Fairness in Machine Learning
So far, this course showed how machine learning can enhance your work, from saving precious time on existing tasks to opening up new opportunities. ML can do a lot for you, but it comes with challenges you shouldn't overlook.
To address those challenges, a growing number of researchers and practitioners focus on the topic of "fairness" in machine learning. Its guiding principle is that ML should equally benefit everyone, regardless of the societal categories that structure and impact our lives.
What is bias?
What are the negative consequences that might derive from the use of machine learning? The short answer is: Bias.
As humans, we all have our biases. They are tools our brain uses to deal with the information that is thrown at it every day.
Take this example: close your eyes and picture a shoe. Most likely you pictured a sneaker. Maybe a leather men's shoe. It's less likely that you thought of a high-heeled women's shoe. We may not even know why but each of us is biased toward one shoe over the others.

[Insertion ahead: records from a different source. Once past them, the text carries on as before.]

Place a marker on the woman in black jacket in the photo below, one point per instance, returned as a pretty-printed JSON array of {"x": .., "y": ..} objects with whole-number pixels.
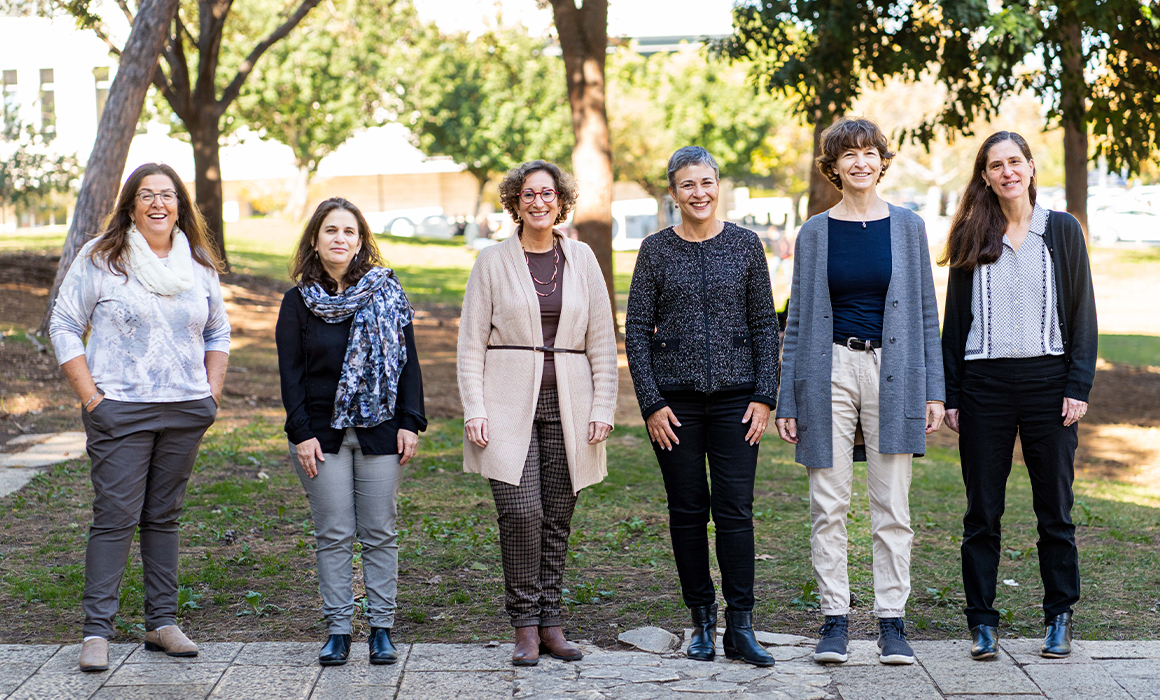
[
  {"x": 702, "y": 341},
  {"x": 1019, "y": 352},
  {"x": 354, "y": 399}
]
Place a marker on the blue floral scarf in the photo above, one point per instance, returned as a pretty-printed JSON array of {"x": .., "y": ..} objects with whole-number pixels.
[{"x": 376, "y": 350}]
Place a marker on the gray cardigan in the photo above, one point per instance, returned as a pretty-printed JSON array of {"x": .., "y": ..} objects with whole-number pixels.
[{"x": 912, "y": 368}]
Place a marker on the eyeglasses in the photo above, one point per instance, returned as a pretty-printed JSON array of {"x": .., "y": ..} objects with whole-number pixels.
[
  {"x": 146, "y": 197},
  {"x": 528, "y": 196}
]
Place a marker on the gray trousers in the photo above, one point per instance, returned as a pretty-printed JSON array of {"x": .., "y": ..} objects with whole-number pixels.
[
  {"x": 355, "y": 495},
  {"x": 142, "y": 455}
]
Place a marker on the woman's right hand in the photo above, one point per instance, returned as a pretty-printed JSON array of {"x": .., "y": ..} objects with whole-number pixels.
[
  {"x": 307, "y": 453},
  {"x": 477, "y": 431},
  {"x": 787, "y": 428},
  {"x": 660, "y": 427}
]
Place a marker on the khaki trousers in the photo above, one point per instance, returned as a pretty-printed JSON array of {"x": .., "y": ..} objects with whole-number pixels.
[{"x": 854, "y": 385}]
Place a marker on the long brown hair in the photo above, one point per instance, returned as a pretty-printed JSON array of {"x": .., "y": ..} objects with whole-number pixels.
[
  {"x": 977, "y": 231},
  {"x": 111, "y": 247},
  {"x": 305, "y": 266}
]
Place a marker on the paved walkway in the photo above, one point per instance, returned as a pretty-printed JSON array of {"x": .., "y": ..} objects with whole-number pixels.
[{"x": 289, "y": 671}]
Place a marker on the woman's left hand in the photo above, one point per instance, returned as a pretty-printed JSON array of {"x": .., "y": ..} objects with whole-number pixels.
[
  {"x": 408, "y": 444},
  {"x": 758, "y": 417},
  {"x": 935, "y": 411},
  {"x": 1073, "y": 410},
  {"x": 597, "y": 432}
]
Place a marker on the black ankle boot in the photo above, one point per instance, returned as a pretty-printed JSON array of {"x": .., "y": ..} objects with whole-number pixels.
[
  {"x": 704, "y": 633},
  {"x": 739, "y": 641},
  {"x": 382, "y": 649},
  {"x": 335, "y": 651}
]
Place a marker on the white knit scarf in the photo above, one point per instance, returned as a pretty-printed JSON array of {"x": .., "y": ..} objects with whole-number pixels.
[{"x": 154, "y": 275}]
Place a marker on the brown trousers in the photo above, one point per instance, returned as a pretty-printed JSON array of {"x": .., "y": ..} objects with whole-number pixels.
[
  {"x": 535, "y": 520},
  {"x": 143, "y": 455}
]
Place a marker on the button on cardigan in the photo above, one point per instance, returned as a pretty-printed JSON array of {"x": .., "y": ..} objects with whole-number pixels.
[
  {"x": 501, "y": 308},
  {"x": 911, "y": 355}
]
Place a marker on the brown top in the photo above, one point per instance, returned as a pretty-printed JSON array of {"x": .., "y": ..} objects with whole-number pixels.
[{"x": 544, "y": 267}]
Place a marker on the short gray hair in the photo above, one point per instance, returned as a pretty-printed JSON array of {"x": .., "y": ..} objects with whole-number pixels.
[{"x": 686, "y": 157}]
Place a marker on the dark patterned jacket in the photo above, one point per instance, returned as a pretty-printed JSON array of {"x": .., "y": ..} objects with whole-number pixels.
[{"x": 701, "y": 317}]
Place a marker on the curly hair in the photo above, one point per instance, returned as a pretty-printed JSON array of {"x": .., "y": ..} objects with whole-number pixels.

Now imagine that you want to teach a computer to recognise a shoe. You may end up exposing it to your own bias. That's how bias happens in machine learning. Even with good intentions, it's impossible to separate ourselves from our own biases.
Three types of bias
There are different ways in which our own biases risk to become part of the technology we create:
Interaction bias
Take the example before: if we train a model to recognise shoes with a dataset that includes mostly pictures of sneakers, the system won't learn to recognise high heels as shoes.
Latent bias
If you train a ML system on what a scientist looks like using pictures of famous scientists from the past, your algorithm will probably learn to associate scientists with men only.
Selection bias
Say you're training a model to recognise faces. If the data you use to train it over-represents one population, it will operate better for them at the expense of others, with potentially racist consequences.
So what can we do to avoid these biases?
Asking the right questions to avoid bias
As a journalist, a first line of defence against bias is firmly within your reach: the same values and ethical principles you apply every day in your profession should extend to assessing the fairness of any new technology that is added to your toolbox. Machine learning is no exception.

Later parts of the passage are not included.